- Genre: Sports
- Presented by: Ian Johnson (1957); Phil Gibbs (1957); Jack Mueller (1957); Michael Williamson (1960s-70s);
- Country of origin: Australia
- Original language: English

Original release
- Network: GTV-9 (1957); HSV-7 (1960s-70s);
- Release: 20 April 1957 – 1974

= Football Inquest =

Football Inquest is the name of two Australian television series, which both aired in Melbourne. The first aired 1957 on GTV-9, while the second aired 1960-1974(?) on HSV-7. There was also a South Australian version.

==1957==
The 1957 version was an early Australian television series which ran from 20 April 1957 to 21 September 1957 on Melbourne television station GTV-9. It was a half-hour weekly series broadcast on Saturdays at 7:30PM.

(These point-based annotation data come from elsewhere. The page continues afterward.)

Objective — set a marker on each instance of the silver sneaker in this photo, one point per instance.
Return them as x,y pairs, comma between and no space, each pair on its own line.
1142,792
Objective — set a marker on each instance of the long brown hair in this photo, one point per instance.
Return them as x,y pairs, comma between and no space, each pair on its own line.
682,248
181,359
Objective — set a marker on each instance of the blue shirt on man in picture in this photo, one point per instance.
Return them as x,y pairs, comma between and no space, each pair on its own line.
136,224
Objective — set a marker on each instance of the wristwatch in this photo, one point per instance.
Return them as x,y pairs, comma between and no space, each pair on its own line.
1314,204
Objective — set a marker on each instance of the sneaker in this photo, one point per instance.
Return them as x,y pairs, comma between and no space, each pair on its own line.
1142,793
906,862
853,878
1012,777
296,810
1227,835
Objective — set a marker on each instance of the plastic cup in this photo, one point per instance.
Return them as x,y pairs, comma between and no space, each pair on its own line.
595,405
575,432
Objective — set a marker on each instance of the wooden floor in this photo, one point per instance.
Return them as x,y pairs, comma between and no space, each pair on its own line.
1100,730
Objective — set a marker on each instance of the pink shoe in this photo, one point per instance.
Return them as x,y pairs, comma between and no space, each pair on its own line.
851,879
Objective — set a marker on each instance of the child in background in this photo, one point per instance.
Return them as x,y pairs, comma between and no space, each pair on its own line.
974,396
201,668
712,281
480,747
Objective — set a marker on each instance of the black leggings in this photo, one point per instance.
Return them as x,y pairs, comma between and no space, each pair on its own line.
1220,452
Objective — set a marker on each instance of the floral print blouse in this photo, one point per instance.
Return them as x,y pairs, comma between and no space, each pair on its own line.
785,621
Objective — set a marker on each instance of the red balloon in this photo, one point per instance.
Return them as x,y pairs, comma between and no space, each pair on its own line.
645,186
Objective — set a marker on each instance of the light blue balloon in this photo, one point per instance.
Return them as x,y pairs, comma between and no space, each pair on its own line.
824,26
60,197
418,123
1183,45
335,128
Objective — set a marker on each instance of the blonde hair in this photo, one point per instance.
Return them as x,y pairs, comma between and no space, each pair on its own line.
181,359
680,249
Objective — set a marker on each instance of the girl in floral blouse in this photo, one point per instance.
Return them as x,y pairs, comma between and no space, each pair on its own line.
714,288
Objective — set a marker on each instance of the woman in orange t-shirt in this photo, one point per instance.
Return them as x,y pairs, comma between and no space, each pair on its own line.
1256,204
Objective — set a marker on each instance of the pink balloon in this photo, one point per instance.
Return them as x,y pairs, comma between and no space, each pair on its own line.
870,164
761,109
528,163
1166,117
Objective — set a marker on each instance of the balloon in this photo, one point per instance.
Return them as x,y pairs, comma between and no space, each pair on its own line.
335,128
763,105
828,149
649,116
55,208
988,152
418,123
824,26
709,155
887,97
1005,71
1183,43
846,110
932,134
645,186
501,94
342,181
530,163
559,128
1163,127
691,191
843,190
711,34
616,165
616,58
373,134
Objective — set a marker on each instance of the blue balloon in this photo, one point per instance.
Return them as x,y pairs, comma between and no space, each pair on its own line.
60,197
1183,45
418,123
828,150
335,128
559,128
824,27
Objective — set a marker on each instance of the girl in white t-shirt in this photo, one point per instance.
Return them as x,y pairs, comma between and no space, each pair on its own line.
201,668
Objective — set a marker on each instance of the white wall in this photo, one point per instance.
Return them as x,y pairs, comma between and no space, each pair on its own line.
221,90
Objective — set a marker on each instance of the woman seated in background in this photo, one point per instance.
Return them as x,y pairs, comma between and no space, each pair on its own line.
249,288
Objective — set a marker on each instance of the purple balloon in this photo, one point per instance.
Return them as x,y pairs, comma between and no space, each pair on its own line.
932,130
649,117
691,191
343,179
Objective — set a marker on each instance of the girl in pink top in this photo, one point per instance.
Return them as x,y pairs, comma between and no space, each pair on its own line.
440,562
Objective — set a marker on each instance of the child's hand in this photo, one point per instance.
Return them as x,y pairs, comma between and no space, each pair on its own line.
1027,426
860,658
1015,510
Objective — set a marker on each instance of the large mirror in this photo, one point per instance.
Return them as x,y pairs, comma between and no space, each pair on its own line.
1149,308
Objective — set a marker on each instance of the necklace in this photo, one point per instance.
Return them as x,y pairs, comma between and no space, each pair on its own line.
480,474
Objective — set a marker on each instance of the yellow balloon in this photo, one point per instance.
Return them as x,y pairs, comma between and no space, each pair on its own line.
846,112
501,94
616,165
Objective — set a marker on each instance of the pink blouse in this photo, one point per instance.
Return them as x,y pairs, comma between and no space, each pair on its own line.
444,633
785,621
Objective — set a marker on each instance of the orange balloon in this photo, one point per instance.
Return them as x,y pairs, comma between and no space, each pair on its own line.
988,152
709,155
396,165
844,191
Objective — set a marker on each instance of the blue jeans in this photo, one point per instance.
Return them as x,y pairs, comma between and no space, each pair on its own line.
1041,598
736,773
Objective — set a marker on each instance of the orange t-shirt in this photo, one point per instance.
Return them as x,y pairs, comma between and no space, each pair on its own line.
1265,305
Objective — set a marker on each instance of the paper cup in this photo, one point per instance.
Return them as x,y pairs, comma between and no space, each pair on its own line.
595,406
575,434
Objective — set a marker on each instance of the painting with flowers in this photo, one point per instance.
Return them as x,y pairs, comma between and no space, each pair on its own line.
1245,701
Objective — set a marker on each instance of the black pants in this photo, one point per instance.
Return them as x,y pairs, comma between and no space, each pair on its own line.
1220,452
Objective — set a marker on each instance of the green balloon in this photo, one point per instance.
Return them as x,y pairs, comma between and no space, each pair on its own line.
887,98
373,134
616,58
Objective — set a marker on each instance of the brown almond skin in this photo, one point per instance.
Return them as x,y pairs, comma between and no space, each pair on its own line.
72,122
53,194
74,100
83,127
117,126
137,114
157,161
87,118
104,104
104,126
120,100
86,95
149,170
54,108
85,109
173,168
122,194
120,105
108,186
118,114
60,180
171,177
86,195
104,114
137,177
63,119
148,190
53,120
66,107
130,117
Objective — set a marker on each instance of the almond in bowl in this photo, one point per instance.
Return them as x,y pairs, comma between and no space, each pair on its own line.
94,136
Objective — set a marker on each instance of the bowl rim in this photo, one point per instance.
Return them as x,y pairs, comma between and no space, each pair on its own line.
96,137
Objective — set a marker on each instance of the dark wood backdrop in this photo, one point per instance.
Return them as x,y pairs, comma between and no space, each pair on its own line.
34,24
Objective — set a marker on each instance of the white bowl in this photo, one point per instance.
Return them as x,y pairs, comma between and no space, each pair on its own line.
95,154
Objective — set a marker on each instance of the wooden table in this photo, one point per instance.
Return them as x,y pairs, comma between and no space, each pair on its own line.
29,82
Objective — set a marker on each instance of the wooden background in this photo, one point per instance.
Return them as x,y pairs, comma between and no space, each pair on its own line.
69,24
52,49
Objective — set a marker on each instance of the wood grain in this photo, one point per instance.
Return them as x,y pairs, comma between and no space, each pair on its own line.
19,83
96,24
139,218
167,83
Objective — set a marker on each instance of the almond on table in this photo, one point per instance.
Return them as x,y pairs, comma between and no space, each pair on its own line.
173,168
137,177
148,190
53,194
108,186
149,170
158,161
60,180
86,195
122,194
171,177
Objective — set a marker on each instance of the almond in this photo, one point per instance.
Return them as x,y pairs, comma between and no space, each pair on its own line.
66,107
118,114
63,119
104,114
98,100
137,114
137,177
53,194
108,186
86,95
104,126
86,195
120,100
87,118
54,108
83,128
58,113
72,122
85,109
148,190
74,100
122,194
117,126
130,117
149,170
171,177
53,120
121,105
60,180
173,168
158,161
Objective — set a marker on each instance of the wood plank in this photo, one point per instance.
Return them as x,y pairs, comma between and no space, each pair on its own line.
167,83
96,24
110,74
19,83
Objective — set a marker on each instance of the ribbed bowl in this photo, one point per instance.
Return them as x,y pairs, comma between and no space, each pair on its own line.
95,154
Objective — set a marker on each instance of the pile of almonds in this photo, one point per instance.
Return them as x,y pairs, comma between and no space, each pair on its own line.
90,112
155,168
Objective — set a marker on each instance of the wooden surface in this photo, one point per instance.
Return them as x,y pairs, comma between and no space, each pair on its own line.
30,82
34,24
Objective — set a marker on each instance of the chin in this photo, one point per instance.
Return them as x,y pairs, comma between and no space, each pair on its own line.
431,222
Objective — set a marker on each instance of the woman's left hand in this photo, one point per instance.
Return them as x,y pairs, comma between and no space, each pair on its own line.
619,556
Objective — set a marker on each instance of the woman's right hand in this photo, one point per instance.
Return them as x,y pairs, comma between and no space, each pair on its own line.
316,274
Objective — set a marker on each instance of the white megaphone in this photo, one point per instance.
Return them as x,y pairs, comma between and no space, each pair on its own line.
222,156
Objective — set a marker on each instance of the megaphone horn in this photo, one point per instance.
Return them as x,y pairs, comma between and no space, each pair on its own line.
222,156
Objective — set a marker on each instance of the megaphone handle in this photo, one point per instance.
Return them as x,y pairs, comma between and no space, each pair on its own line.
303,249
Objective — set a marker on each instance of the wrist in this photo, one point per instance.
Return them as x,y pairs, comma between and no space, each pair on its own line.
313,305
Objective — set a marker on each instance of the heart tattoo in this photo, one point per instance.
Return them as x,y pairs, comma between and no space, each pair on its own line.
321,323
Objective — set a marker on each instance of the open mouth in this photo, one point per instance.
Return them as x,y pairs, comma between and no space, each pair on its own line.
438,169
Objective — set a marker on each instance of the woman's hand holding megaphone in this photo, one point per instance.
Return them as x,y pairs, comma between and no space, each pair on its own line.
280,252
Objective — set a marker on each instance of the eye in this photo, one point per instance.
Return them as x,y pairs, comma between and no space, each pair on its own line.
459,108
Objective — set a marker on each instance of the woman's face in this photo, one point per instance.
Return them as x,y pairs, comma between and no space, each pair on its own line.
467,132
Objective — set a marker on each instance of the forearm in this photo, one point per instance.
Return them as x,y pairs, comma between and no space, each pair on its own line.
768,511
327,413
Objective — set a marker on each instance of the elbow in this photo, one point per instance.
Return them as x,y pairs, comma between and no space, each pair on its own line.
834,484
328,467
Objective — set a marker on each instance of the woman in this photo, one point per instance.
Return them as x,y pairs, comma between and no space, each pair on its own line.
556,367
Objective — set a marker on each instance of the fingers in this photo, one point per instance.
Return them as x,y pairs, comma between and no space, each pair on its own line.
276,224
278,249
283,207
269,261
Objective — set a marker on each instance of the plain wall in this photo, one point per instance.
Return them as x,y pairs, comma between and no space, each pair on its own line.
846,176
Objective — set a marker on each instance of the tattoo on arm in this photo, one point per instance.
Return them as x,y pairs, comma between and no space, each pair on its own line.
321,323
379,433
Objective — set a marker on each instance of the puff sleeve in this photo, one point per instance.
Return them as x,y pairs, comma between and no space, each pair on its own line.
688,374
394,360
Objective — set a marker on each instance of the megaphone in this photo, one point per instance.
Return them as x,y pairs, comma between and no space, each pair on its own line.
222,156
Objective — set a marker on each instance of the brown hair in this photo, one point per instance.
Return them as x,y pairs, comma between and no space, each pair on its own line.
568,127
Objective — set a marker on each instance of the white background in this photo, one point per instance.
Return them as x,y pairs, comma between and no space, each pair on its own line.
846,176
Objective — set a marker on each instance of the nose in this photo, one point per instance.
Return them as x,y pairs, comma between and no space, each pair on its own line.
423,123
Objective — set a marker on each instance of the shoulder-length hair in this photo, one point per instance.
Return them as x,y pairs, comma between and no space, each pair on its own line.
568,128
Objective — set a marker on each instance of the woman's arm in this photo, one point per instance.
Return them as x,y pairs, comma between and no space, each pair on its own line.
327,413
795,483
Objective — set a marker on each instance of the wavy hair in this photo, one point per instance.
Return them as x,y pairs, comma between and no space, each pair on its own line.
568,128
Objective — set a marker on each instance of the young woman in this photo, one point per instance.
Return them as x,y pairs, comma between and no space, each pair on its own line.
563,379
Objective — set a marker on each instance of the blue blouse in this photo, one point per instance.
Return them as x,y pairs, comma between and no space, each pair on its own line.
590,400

Hosted by Ian Johnson, Phil Gibbs and Jack Mueller, the series featured also featured V.F.L. players. Sam Loxton was later a regular. The program was simulcast over GTV-9 and 3KZ. Little else is known about the television program, but the radio version certainly predated the simulcast.

==1960-1974==
Hosted by Michael Williamson, the second version was a panel discussion series which debuted 9 April 1960. It ran for several seasons, the last aired in 1974(?) . During its first season, the series was broadcast on Saturdays at 7:00PM, competing in the time-slot against Pick a Box on GTV-9 and the evening news on ABV-2

==South Australia==
A South Australian version ran on Channel 9 in Adelaide in the 1960s and 1970s. Panellists included Max Hall, Ken Cunningham, Lindsay Head, Stan Wickham and Bo Morton.